Report by Marco Doudeijns & Jean-Christophe Dumont
Brussels January 2003
This document presents the result of studies recently carried out in a range of OECD Member countries on labour shortages and the role that migration can play to alleviate labour shortages. In spite of the methodological problems, that may be involved in assessing labour shortages, all the available data and research confirm that labour markets are tight in several OECD Member countries, principally in the areas of advanced technology, but also relating to some unskilled occupations. However, factors such as the amount of pressure on the market, the type of shortages involved (absolute/relative, short/long term), their key features (sectors/skill levels affected) and their determinants (skills mismatch, inadequate labour supply, persistent labour-market rigidities) all vary markedly across countries. There are labour reserves but they vary in size across countries and cannot always be readily tapped.

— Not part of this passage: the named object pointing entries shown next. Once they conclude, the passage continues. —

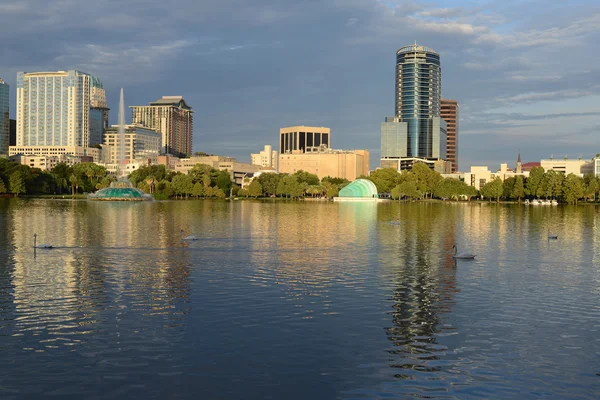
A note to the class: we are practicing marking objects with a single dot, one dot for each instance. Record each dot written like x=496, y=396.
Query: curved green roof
x=360, y=188
x=120, y=193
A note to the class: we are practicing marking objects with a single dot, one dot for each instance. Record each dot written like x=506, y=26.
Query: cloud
x=442, y=12
x=329, y=62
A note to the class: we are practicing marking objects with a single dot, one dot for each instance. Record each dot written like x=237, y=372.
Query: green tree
x=450, y=188
x=164, y=189
x=573, y=188
x=182, y=185
x=507, y=187
x=254, y=189
x=219, y=193
x=335, y=181
x=16, y=183
x=61, y=172
x=534, y=181
x=331, y=189
x=197, y=191
x=426, y=179
x=269, y=182
x=590, y=186
x=290, y=187
x=406, y=189
x=492, y=189
x=306, y=177
x=518, y=190
x=385, y=179
x=223, y=181
x=209, y=191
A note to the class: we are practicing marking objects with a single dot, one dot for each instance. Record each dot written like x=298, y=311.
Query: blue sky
x=526, y=73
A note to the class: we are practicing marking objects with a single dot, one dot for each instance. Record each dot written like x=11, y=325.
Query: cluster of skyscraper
x=68, y=109
x=425, y=126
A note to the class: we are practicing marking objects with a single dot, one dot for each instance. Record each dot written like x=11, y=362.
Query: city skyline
x=252, y=64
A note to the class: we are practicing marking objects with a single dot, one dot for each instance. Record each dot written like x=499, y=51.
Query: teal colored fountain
x=121, y=190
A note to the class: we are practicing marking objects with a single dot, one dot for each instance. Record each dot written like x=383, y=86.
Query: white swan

There is now keener competition among OECD countries to attract the human resources that they lack and retain those who might emigrate. Many countries amended their legislation in the late 1990s to facilitate the entry of skilled foreign workers. Most of them merely introduce more flexibility into their existing migration policies, but some also launched more specific programmes. These developments have not been called into question by the recent economic down-turn. The programme introduced, although generally very selective, are not all identical (recruitment may be temporary or permanent, general or occupation-specific, or target certain parts of the world). Whatever the type of programme, selective employment-related immigration policies will be effective only within limits and will require more in- depth analysis to develop appropriate policies.